[LLVMdev] Re: idea 10

Thu Jan 8 08:20:03 PST 2004

> I see more precisely what you mean, but I don't think it is that 
> straightforward to generalise the benefits multiple CPU on single host 
> programming to multiple CPU at multiple hosts. I don't think that both 
> cases involve the same techniques.

you are right, just think of shared memory.

> For example, in "single host" configuration you get a very low cost for 
> communicating data because you use memory instead of network. Memory is 
> [...]

you are right, that's exactly the point. 
I'd never tell that the difference is tiny.

> 
> What would you consider as the core primitives of single host, multi-CPU 
> programming ?

if LLVM would be really "low-level", then 
I would consider a generalized CALL as such a primitive, 
i.e. where not only address of subroutine is supplied, 
but the address of host as well.

something like 

call host:subr_address

However LLVM is very high-level !

It is so high-level, that I'd propose ...not include 
any primitives at LLVM language at all ! 
(So, Se'bastien, sry for answering "rather yes" about UCP)

Indeed, let's consider Fib example:

//------------
int f(int n) {
  if(n<2) return 1;
  return f(n-1) + f(n-2);
}
//------------

in this LLVM byte code output:

---------------------------------------------------
target endian = little
target pointersize = 32

implementation   ; Functions:

int %f(int %n) {
entry:
	br label %tailrecurse

tailrecurse:		; preds = %entry, %endif
	%cann-indvar = phi uint [ 0, %entry ], [ %next-indvar, %endif ]		; <uint> [#uses=2]
	%accumulator.tr = phi int [ 1, %entry ], [ %tmp.9, %endif ]		; <int> [#uses=2]
	%cann-indvar = cast uint %cann-indvar to int		; <int> [#uses=1]
	%n.tr-scale = mul int %cann-indvar, -2		; <int> [#uses=1]
	%n.tr = add int %n.tr-scale, %n		; <int> [#uses=2]
	%next-indvar = add uint %cann-indvar, 1		; <uint> [#uses=1]
	%tmp.1 = setle int %n.tr, 1		; <bool> [#uses=1]
	br bool %tmp.1, label %then, label %endif

then:		; preds = %tailrecurse
	ret int %accumulator.tr

endif:		; preds = %tailrecurse
	%tmp.5 = add int %n.tr, -1		; <int> [#uses=1]
	%tmp.3 = call int %f( int %tmp.5 )		; <int> [#uses=1]
	%tmp.9 = add int %tmp.3, %accumulator.tr		; <int> [#uses=1]
	br label %tailrecurse
}
---------------------------------------------------

BTW, it was quite impressive for me, that I've found 
only a one call in the LLVM output... :)

Anyway, above we have:

  call int %f( int %tmp.5 )

and it is a quite high-level statement i'd say!
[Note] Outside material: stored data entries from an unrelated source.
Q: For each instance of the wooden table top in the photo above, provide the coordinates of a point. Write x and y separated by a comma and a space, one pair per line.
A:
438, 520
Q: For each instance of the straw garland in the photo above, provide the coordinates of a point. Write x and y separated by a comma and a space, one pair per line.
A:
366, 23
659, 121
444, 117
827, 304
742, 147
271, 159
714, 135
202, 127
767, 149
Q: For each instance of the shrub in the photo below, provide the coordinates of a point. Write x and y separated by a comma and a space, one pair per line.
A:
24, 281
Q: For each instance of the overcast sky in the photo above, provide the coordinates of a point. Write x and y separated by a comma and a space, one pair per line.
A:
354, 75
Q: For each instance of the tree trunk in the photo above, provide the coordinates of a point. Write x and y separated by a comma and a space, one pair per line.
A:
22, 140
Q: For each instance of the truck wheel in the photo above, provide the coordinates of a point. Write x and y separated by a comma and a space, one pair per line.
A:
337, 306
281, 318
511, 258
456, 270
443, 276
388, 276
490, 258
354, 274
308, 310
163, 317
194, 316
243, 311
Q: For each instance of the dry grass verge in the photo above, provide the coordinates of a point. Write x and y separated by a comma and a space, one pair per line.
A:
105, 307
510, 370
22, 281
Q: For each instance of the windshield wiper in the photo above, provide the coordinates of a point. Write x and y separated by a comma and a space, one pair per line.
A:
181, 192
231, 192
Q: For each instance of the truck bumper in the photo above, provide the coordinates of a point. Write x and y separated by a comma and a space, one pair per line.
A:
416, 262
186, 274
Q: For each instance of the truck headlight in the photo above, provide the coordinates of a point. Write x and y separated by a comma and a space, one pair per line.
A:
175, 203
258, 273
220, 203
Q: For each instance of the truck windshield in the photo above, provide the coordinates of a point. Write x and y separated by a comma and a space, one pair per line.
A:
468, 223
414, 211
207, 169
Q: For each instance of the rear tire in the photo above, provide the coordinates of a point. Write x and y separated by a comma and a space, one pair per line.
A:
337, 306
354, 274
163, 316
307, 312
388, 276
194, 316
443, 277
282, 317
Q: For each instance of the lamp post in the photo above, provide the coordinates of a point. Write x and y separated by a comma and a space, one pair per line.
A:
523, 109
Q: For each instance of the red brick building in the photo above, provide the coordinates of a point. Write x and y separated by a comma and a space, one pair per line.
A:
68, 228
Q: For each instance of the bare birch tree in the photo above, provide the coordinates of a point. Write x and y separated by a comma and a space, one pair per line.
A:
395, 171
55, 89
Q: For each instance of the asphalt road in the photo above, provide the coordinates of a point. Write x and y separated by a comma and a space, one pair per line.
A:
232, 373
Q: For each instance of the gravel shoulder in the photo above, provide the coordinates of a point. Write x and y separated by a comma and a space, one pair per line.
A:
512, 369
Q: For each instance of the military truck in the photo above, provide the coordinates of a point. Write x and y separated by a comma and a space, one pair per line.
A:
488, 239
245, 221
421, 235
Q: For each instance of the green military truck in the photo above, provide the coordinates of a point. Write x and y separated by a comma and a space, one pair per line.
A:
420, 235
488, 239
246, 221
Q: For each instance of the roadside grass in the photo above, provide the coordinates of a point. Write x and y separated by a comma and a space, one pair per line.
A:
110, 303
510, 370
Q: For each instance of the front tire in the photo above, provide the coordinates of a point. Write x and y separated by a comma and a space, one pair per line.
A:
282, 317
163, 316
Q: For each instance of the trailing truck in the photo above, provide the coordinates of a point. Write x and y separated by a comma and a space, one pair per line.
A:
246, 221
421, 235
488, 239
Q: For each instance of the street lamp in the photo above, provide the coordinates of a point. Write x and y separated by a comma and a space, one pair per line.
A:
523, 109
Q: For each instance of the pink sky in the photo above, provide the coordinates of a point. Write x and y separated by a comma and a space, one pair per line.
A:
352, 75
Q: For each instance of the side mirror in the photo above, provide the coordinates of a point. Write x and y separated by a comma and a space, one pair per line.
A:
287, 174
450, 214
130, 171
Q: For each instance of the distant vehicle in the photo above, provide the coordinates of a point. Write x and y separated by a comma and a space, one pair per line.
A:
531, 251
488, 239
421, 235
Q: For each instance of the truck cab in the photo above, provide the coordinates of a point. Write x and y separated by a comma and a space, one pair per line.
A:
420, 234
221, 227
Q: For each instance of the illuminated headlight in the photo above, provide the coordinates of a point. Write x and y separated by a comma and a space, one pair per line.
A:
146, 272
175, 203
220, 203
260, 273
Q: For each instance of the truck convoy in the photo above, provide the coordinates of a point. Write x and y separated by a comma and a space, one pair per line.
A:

Indeed, LLVM will allocate registers and regular memory for us.
This output is free of any strategy of this allocation.
We do *not* define strategy of this allocation and we are even quite happy with that!

Therefore I could expect, that allocation of CPU could be also a internal back-end problem of the LLVM like registers.

In other words, indirectly, I propose to treat CPUs as the 
same resource class as memory :-)

Chris, LLVMers, could you allocate CPUs resources as you do it for registers and memory? :P

Actually, maybe the problem is that scince is not ready arround 
phi-functions, SSA and so on, if we speak about calculating 
machine with several CPUs spread via network... What could 
LLVM-gurus say here?

--
Valery.